Geflüchtete aus der Ukraine, die eine Behinderung haben, sind gegenüber Geflüchteten mit Behinderung, die aus anderen Ländern kommen, fast schon privilegiert: Sie haben einen Aufenthaltsstatus, daher gilt für sie § 6 Absatz 2, wenn sie einen besonderen Schutzbedarf haben; eine Behinderung zeitigt einen besonderen Schutzbedarf. Mit § 6 haben die Geflüchteten Anspruch auf Leistungen der Eingliederungshilfe. Volker Gerloff betont hier noch einmal die Bedeutung der EU-Aufnahmerichtlinie, auf die sich die positive Rechtsprechung stütze.

In der EU-Aufnahmerichtlinie ist festgeschrieben, dass alle EU-Mitgliedstaaten dafür sorgen müssen, dass alle Menschen vollen Zugang zu allen notwendigen Gesundheitsleistungen haben, inklusive der Eingliederungshilfe. Laut Richtlinie ist der besondere Schutzbedarf unverzüglich festzustellen – was Deutschland bislang nicht tut. Kaum ein Geflüchteter nimmt seine vollständige Krankenakte mit, wenn er flüchtet, und legt sie der Behörde vor, wenn er seine Behinderung angibt. Daher kann eine Behörde eben auch sagen: „Das kann ja jeder behaupten!“, und Nachweise fordern. Nachweise zu erbringen kann dauern. Daher gibt es eigentlich die Regelung, dass die Behörden die Bedarfe von Amts wegen feststellen müssen. Volker Gerloff beispielsweise fordert von der Politik, dass die Behörden die Regelung endlich umsetzen. 

Derweil im Chat

Während Volker Gerloffs Vortrag tauschten sich die Teilnehmenden parallel zu den Inhalten des Vortrags im Chat aus und gaben einander wertvolle Hinweise, zum Beispiel auf die Frage „Auf welchen Gesetzestext kann man sich beziehen, um die Behörden darauf hinzuweisen, dass sie die Zuständigkeiten untereinander klären können?“. Hier verwies eine Teilnehmerin auf § 16 Absatz 2 SGB I. Die Arbeit der Pflegestützpunkte bei der Beantragung von Leistungen wurde gelobt („Mit den Pflegestützpunkten klappt es super!“). Eine Fachkraft wies daraufhin, dass Landkreise die sogenannten Gesundheitskioske beantragen könnten, mit denen das Bundesgesundheitsministerium die Beratung von Personen mit erhöhtem Unterstützungsbedarf in benachteiligten Regionen ermöglichen will. Auch auf die Brückenbauer*innen wurde hingewiesen, die weniger die Geflüchteten selbst als die Fachkräfte bei ihrer Arbeit unterstützen.

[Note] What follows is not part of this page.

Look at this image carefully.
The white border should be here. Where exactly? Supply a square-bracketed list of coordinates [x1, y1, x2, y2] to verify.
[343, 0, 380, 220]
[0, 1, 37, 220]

Im Chat wurde problematisiert, dass nie klar ist, wer dolmetscht, wenn der Medizinische Dienst der Krankenkassen (MDK) kommt, bzw. wer den*die Dolmetscher*in bezahlt.

Das Crossroads-Team unterstützt im Chat

Weil die Veranstaltung sich an Fachkräfte der Behindertenhilfe, die ukrainische Geflüchtete mit Behinderung beraten, richtete, gab es keine Übersetzung ins Russische und Ukrainische. Dr. Susanne Schwalgin verwies daher auf die Veranstaltungen für ukrainische Geflüchtete hin, die im November anstehen. Weil sich die Frage nach dem Rechtskreis bzw. dem Gesetzbuch, unter das Kinder fallen, wiederholt, bat eine Fachkraft darum, dass es zum Thema „Kinder und SGB XIII“ eine eigene Veranstaltung geben möge. Dr. Schwalgin nahm die Bitte in die Veranstaltungsplanung für 2023 mit auf.

Immer wieder verwies das Crossroads-Team auf künftige Veranstaltungen, auf die FAQ für Fachkräfte und den Newsletter, den das Team an Fachkräfte versendet, und die Webseite Hilfsabfrage, über die eben auch Wohnraum, aber auch andere Unterstützung von Einrichtungen der Behindertenhilfe gefunden werden kann.

Auf die Frage hin, wer die Dolmetscher zahle, nannte Dr. Schwalgin beispielhaft die Caritas Osnabrück, die einen Leitfaden erstellt hat, wie man Sprachmittlung beantragen kann. Auch riet sie dazu, bei der Beratung von Geflüchteten mit Behinderung systematisch mit einer Beratungsstelle der Behindertenhilfe zusammenarbeiten, dafür infrage kämen unter anderem die Ergänzenden Unabhängigen Teilhabeberatungen.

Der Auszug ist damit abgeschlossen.